Why Less PT Is Better
One PT visit that changes your mindset is worth more than five where you’re given exercises and passive treatment.
I believe most providers genuinely want to help their patients — but the system they work in often prevents them from delivering care that truly helps. I’ve heard it so many times:
“I only saw the doctor for five minutes, and they just told me to go to therapy.” Or something similar.
What’s the point of going if no one takes the time to explain what’s wrong or what to do about it?
Then in therapy, you’re handed a list of exercises… but there’s often no real conversation about how to adjust your training. No guidance on how to keep running or maintain fitness without making things worse.
That’s what runners need most: a way to keep moving forward while they recover. Too often, it’s completely missing.
The Problem With More PT Visits
In most physical therapy models, more visits are seen as better. The assumptions go something like this:
More therapy = faster healing
You come in at least once per week
You require supervision, constant exercise tweaks, and hands-on care to make progress
But in reality, more visits often just mean more of the same.
Here’s what that usually looks like:
Passive treatments that feel good in the moment, but leave you dependent on the therapist
A list of exercises, but no real plan for how to train, stay fit, or keep running safely
Doing the same things in therapy you did last week
Minimal strategy around your return to running or long-term management
Of course, some patients do benefit from regular supervision — like those who are anxious, high performers, recovering from surgery, or people just learning how to exercise for the first time. But for most runners, more visits just take up more of your time.
Why Less Makes More Sense
Runners are doers
They’re motivated, they follow plans very well, and they crave context. Most don’t want hand holding, they want to know what’s wrong and how to get better.

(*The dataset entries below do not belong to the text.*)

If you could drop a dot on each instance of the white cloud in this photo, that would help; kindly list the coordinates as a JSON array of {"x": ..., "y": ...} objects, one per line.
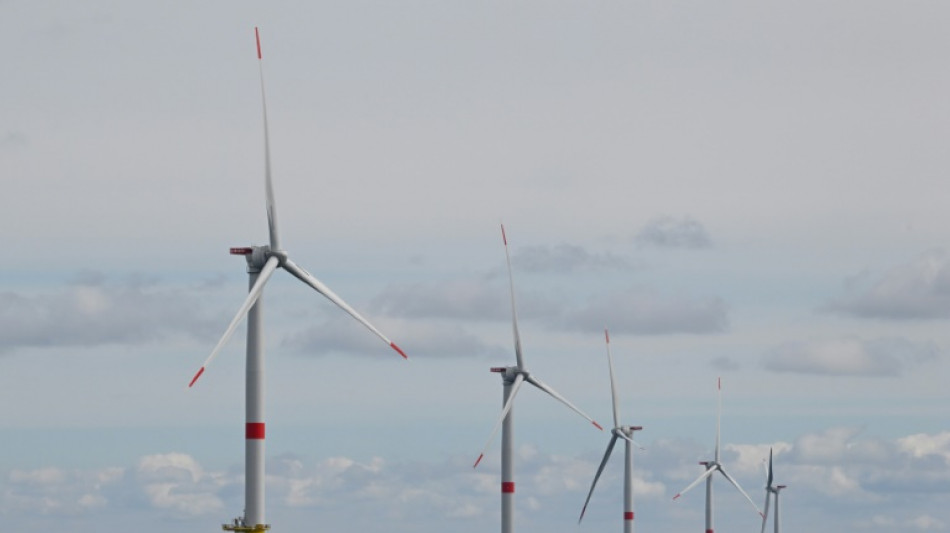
[
  {"x": 922, "y": 445},
  {"x": 671, "y": 232},
  {"x": 177, "y": 483},
  {"x": 58, "y": 492}
]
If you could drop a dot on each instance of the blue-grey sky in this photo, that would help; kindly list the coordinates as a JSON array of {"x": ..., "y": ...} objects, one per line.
[{"x": 737, "y": 189}]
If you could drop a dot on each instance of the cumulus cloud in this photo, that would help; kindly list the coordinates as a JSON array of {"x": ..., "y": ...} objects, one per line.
[
  {"x": 95, "y": 311},
  {"x": 919, "y": 289},
  {"x": 849, "y": 357},
  {"x": 671, "y": 232},
  {"x": 177, "y": 483},
  {"x": 644, "y": 311},
  {"x": 54, "y": 491},
  {"x": 826, "y": 470}
]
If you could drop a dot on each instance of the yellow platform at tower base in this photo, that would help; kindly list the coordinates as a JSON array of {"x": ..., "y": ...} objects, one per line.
[{"x": 259, "y": 528}]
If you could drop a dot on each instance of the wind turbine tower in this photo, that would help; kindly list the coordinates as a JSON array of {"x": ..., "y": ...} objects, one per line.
[
  {"x": 711, "y": 468},
  {"x": 512, "y": 379},
  {"x": 262, "y": 262},
  {"x": 771, "y": 492},
  {"x": 619, "y": 432}
]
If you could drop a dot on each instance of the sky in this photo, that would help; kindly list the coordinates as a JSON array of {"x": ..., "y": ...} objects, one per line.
[{"x": 739, "y": 190}]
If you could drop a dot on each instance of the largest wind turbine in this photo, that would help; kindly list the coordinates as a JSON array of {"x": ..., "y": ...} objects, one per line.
[
  {"x": 262, "y": 261},
  {"x": 619, "y": 432},
  {"x": 512, "y": 378},
  {"x": 711, "y": 468}
]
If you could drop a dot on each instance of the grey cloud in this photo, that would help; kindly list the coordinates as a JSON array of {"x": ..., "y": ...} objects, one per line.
[
  {"x": 917, "y": 290},
  {"x": 343, "y": 335},
  {"x": 724, "y": 363},
  {"x": 13, "y": 139},
  {"x": 888, "y": 357},
  {"x": 565, "y": 258},
  {"x": 464, "y": 300},
  {"x": 644, "y": 311},
  {"x": 93, "y": 311},
  {"x": 454, "y": 299},
  {"x": 670, "y": 232},
  {"x": 826, "y": 469}
]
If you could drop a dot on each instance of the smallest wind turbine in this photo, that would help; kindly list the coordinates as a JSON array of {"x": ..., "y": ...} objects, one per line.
[
  {"x": 619, "y": 432},
  {"x": 771, "y": 491},
  {"x": 711, "y": 468}
]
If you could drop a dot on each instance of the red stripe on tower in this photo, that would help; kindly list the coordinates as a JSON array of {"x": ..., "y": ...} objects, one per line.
[{"x": 254, "y": 430}]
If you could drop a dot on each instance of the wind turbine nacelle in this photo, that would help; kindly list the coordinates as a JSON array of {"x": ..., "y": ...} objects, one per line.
[{"x": 255, "y": 256}]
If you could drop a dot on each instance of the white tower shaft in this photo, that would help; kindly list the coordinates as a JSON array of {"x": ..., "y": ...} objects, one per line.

Recovery takes time and visits need space between them to work
When your plan revolves around progressive load (which it should), you need time between visits to let things unfold. Weekly check-ins often interrupt the process rather than help it.
It respects your time and reinforces your independence
No one I know wants to be injured and spending their valuable free time in a therapy clinic.
What That Looks Like in Practice
In my practice, most runners check in every 2 to 4 weeks, unless they clearly need or want more structured help. We meet when something is ready to change. Each visit is built around a few core goals:
Clarifying your pain and injury — what it is, what it isn’t, and how to work with it
Zooming out from exercises to the bigger-picture framework of your rehab
Designing a running progression that fits your injury, your training, and your goals
Building your confidence in a plan you can actually follow
In between visits, you’re moving forward with momentum, and you have support when you need it.
Is This Model Right for Everyone? No.
Some people do need more frequent support — especially after surgery, with complex pain, or if they’re new to exercise. And that’s completely valid. But many runners I work with aren’t looking for weekly appointments or constant supervision — they’re looking for clarity, a roadmap, and the freedom to move forward on their own. If that sounds like you, this model probably fits.